Among the gardens we enjoyed seeing was the French parterre, near the house, and the Vista Terrace. There is a rather strange Japanese-style garden; it was not the usual calm meditating space I associate with Japanese gardens, but rather a mish-mash of waterfalls, and too many statues.
I forgot that minor criticism when we got inside. The house is a large red brick southern colonial mansion, not especially distinguished on the outside, except for the elegant grounds. Therefore, I was unprepared for the treasures contained within. They compare favorably with collections in many major museums and are displayed in very imaginative ways.
In addition to inheriting a vast fortune, Marjorie Merriweather Post married two very wealthy men. Her second husband was Edward F. Hutton, (you know, “E.F.Hutton”), and her third was Joseph E. Davies, the second U.S. Ambassador to the Soviet Union. For those of you interested in films, her daughter is the actress Dina Merrill.

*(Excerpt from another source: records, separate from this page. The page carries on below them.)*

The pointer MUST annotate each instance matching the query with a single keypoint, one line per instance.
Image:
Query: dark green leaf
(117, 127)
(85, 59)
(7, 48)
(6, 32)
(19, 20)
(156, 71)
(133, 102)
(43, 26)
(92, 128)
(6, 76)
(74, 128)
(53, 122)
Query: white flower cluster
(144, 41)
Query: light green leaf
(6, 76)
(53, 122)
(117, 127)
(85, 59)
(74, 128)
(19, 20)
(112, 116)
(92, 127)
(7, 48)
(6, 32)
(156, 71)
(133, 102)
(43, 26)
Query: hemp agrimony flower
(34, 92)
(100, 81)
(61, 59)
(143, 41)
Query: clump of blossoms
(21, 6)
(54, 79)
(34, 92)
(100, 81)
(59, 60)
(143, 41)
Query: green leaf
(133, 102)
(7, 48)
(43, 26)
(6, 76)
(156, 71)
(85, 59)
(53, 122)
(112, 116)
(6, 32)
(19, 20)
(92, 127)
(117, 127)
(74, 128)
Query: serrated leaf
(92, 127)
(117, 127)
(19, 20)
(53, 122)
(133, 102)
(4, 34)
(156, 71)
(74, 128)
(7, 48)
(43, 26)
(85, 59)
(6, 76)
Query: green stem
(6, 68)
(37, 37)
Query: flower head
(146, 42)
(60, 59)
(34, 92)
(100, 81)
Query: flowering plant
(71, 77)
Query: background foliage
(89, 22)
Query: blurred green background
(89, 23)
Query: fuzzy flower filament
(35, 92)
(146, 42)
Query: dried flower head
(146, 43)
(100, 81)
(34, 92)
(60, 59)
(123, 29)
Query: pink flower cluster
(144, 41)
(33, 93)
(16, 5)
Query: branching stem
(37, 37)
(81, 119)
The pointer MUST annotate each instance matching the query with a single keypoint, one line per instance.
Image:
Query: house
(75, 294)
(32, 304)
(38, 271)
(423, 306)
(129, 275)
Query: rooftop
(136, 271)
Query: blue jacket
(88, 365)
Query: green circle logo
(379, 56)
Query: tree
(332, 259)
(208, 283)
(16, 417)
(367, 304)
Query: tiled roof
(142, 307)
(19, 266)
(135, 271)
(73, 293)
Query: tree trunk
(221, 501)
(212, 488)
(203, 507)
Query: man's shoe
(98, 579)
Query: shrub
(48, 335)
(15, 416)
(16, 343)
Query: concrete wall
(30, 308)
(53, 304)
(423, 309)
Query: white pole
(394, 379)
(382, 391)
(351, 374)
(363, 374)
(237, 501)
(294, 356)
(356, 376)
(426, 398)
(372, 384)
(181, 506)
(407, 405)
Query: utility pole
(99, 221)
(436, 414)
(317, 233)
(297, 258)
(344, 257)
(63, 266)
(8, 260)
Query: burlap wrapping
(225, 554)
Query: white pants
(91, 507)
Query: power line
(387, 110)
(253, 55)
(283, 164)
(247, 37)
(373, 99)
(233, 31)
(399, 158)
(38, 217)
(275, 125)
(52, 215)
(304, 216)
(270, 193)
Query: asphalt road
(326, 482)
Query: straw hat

Learning some of the stories behind the collections made Mrs. Post seem more real to me. Among the most interesting are those from the time that she lived in Moscow, where she broadened her knowledge of Russian Imperial Art. It was lucky for the world that Mrs. Post began to buy up all sorts of treasures that would otherwise have been destroyed by the Bolsheviks. As she traveled around Russia she collected religious objects that were no longer considered of any use. When the Soviet Union sought to finance the country’s industrialization by selling off imperial treasures, Mrs. Post was able to acquire some of those. Thus visitors are able to see some fabulous portraits of tzars and tzarinas, including a large powerful portrait of Catherine the Great, wearing the very distinctive orange and black sash of the Order of St. George. This sash is seen in many places in the mansion, most notably in the exquisite display of Russian porcelain, where it is featured in one of the four dessert services that Catherine the Great commissioned in the late eighteenth century. I was mesmerized by their elegance.
Another amazing room contains hundreds of Russian icons, and then there is a room with eighty pieces of Faberge, including two imperial Easter eggs.
In addition to all the collections, one sees the elegant furniture and the way this lovely lady lived. It’s fun to see all the family photographs hanging in her dressing room and to see her beautiful daughters photos peeking out between the luscious orchids. My favorite room was the small breakfast room, full of morning light and the best of the orchids.
This 25-acre estate on the edge of Rock Creek Park is a living monument to an accomplished collector. The gardens are well worth a detailed stroll, and we saw lots of people with children. Children would enjoy the restaurant, which is just right, not too fussy, and not too plain.
I was disappointed not to see the dacha, which was built in the grounds in 1969, representing a nostalgic view of Russian culture, nor the were we able to see the Adirondack building, which was built 10 years after Mrs. Post’s death, to house her Native American collection, which had previously been in her Adirondack “camp.”
I do not want to give short shrift to the Korean War Memorial, but I’m afraid it looks that way, as I’m almost at the end of my space for this month.
It is a magnificent rendition in cast aluminum, (cast at our own Tallix Foundry in Beacon) of several larger than life American soldiers, slogging up a muddy hill in Korea. In its simplicity, it says about all we need to know about war.
It, along with the Viet Nam, and the other war memorials in the capital, are reason enough to come to Washington. We should remember our wars a little better. Then, perhaps we won’t have to repeat them so often.